While the beneficial effect of kombucha on digestion is scientifically proven and tested, in the USSR it was also credited with a whole host of miraculous properties. The lack of many medicines and the specific treatment of patients in medical institutions pushed people to look for a panacea, including among food products.

It was believed that a drink made from kombucha could boost immunity to sky-high levels, was good for diabetes, rheumatism, gout, hemorrhoids, calmed the nerves, and even helped prevent infections and cancer. Of course, these are mostly unfounded myths. But still, a glass of the drink a day can bring tangible health benefits.

Our answer to cola

While in the "decaying West" people consumed liters of sweet lemonade, in the USSR they were opposed to a "miraculous" drink made from kombucha. It supposedly not only did not lead to obesity, but also helped fight even diabetes.

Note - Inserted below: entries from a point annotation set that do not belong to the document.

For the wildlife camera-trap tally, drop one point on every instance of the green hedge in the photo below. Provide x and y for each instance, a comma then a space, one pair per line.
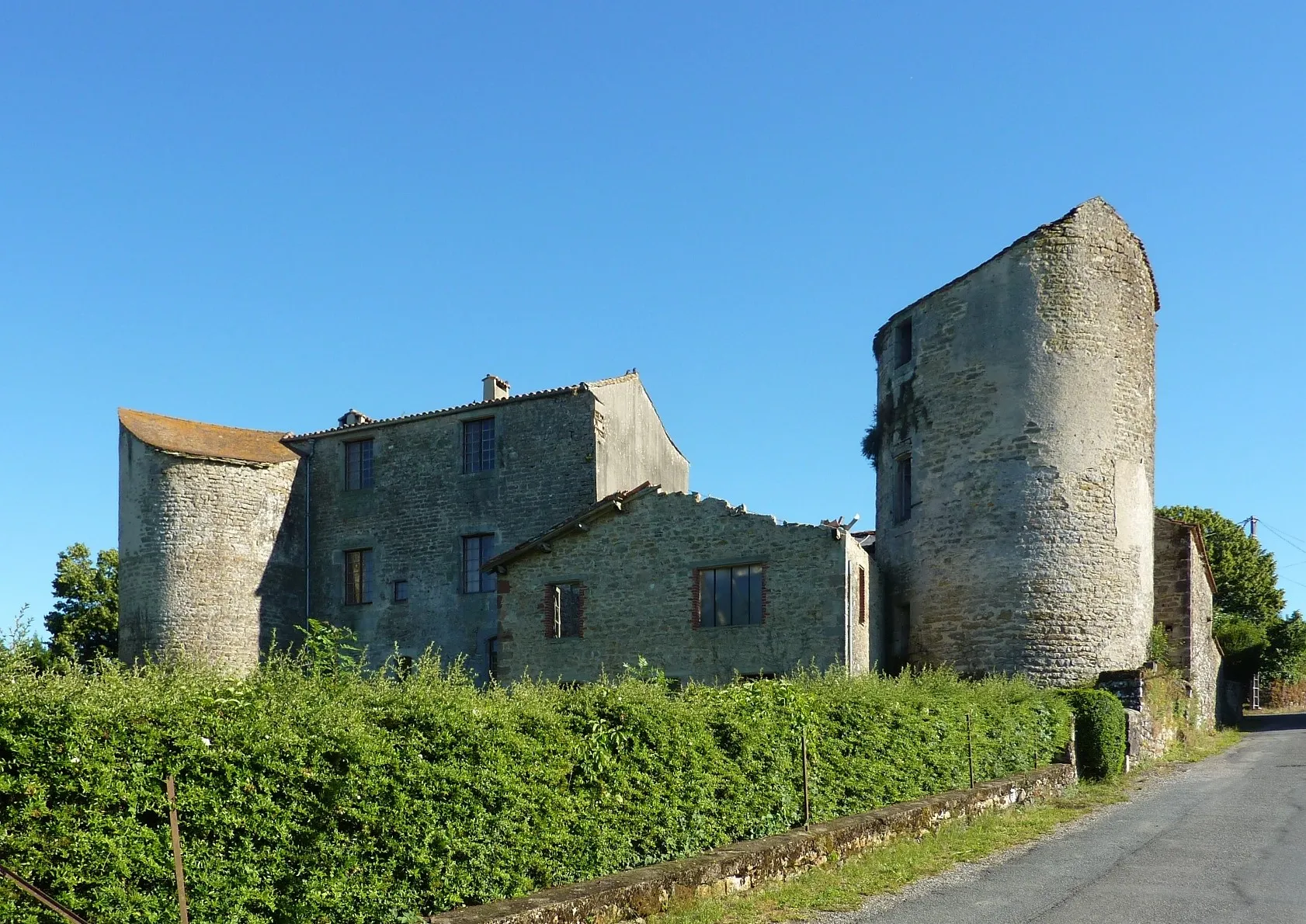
316, 797
1101, 731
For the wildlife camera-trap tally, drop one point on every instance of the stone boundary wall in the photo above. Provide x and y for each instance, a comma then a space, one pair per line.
639, 893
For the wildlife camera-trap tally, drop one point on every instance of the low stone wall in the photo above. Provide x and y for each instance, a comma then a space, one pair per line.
637, 893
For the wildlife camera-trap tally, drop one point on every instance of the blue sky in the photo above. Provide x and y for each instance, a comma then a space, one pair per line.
262, 214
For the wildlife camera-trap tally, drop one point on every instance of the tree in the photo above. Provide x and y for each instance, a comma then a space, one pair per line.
84, 623
1246, 578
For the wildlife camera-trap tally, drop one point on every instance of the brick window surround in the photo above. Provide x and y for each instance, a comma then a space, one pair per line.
478, 446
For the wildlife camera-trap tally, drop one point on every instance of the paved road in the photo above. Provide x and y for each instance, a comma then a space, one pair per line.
1224, 841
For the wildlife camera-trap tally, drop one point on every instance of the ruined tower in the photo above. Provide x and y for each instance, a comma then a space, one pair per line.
1014, 443
210, 545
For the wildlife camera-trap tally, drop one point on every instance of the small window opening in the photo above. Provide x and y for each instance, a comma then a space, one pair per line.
731, 596
903, 489
358, 464
358, 577
478, 446
476, 552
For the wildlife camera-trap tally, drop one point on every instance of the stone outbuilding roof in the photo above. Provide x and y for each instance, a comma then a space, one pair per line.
205, 441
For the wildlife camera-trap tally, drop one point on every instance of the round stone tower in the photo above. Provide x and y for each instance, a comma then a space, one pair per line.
210, 548
1014, 445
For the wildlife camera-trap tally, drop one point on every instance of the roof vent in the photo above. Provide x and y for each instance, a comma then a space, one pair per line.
354, 417
495, 388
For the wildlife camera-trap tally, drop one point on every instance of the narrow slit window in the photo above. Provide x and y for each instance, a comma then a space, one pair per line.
904, 342
567, 608
358, 577
903, 489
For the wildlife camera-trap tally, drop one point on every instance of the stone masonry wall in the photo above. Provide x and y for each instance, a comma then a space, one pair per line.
631, 443
421, 506
639, 571
1028, 413
1186, 610
210, 554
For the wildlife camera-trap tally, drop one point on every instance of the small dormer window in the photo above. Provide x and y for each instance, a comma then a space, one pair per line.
358, 464
904, 342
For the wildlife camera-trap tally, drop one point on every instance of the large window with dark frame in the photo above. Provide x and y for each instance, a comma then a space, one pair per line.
358, 577
478, 446
731, 596
358, 464
567, 606
476, 552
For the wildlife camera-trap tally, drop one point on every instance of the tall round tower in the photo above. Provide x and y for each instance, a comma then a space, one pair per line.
1014, 443
210, 547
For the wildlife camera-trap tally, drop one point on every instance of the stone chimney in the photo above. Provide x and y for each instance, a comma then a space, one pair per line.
495, 388
354, 417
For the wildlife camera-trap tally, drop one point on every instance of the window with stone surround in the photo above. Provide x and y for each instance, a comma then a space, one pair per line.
358, 577
358, 464
903, 338
731, 596
903, 489
567, 610
478, 446
476, 552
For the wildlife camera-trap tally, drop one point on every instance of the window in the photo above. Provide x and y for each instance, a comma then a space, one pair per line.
478, 446
358, 577
731, 596
567, 604
358, 464
476, 552
904, 342
903, 489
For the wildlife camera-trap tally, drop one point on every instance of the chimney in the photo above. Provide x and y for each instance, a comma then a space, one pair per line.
354, 417
495, 388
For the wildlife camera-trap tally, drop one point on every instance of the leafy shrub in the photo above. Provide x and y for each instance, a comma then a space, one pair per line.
329, 795
1101, 730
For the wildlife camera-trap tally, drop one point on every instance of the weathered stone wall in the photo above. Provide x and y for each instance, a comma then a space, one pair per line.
1185, 608
210, 554
421, 506
639, 571
1028, 412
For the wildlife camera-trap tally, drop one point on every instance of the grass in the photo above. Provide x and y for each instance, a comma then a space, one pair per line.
846, 887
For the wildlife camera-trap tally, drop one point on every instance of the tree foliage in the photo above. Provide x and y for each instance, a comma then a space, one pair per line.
315, 790
1246, 578
84, 623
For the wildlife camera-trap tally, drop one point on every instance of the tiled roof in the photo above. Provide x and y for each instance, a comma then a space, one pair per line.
207, 441
613, 502
549, 392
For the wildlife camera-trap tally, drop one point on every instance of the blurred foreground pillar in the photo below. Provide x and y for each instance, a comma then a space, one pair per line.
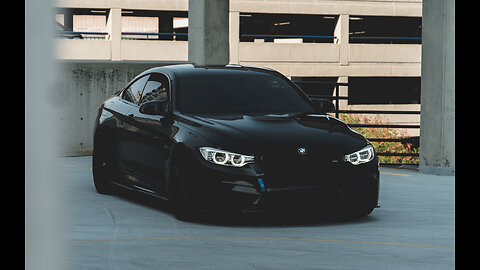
437, 122
43, 230
208, 40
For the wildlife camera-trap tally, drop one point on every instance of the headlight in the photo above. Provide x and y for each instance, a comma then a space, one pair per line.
222, 157
362, 156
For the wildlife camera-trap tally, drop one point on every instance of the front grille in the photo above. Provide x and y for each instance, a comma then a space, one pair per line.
313, 169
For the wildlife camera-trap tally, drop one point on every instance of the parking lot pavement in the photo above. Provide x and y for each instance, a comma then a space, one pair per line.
413, 229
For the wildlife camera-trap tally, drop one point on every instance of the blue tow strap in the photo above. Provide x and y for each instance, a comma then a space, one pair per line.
262, 185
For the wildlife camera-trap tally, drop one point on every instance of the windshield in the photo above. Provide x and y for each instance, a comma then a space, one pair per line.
238, 92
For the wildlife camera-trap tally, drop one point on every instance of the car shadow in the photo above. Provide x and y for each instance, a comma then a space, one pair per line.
254, 219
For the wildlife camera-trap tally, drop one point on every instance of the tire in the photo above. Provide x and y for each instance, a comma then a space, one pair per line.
102, 170
181, 198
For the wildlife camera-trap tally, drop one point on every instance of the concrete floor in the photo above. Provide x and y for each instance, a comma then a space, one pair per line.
413, 229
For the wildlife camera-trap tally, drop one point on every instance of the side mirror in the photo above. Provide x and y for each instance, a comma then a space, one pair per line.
156, 107
323, 105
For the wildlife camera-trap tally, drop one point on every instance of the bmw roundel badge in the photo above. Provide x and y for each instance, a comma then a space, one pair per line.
302, 150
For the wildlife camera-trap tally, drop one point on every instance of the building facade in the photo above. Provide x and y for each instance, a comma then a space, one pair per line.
374, 46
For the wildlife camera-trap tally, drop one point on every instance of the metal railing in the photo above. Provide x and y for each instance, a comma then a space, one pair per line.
336, 99
148, 34
312, 37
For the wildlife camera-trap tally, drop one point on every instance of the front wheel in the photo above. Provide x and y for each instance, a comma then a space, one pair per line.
102, 169
182, 199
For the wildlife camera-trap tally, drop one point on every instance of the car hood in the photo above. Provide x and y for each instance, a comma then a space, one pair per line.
271, 133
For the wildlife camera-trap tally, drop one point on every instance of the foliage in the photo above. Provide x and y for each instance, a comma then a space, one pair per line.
384, 133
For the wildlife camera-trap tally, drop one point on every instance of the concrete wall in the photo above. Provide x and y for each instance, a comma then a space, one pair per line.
82, 88
437, 139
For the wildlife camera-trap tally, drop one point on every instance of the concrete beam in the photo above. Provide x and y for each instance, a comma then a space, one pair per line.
208, 40
437, 132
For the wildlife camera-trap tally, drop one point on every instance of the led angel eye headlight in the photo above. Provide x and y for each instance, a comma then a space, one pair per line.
225, 158
363, 156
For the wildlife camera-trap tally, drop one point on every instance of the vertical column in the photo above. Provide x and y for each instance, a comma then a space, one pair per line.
437, 120
208, 38
341, 32
44, 234
343, 92
114, 28
234, 36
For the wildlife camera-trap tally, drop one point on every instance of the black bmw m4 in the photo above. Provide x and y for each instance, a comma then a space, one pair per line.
233, 138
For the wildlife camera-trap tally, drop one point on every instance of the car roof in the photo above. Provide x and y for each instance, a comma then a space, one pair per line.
190, 69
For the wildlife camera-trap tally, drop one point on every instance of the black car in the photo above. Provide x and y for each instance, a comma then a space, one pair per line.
231, 138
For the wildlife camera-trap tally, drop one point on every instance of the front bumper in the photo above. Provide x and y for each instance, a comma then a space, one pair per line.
252, 189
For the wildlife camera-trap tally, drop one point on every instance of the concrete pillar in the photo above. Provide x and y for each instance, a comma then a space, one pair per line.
44, 234
341, 32
343, 92
208, 38
234, 36
437, 120
114, 28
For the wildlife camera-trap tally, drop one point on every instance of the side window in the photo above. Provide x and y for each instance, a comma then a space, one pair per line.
156, 88
134, 91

In fact, kombucha contains about 20-30 calories per 100 ml. For comparison, a carbonated drink with sugar content has 40-45 calories per 100 ml. Therefore, you shouldn't abuse kombucha either.

Although the drink made from it does taste quite pleasant. It has a low content of carbon dioxide, which provides bubbles and a pleasant tingling sensation during consumption. Sweet and sour kombucha is also quite refreshing. It's a bit like kvass, which it tastes a bit like. Therefore, a glass of the drink on the rocks can really be a good alternative to cola on a hot day.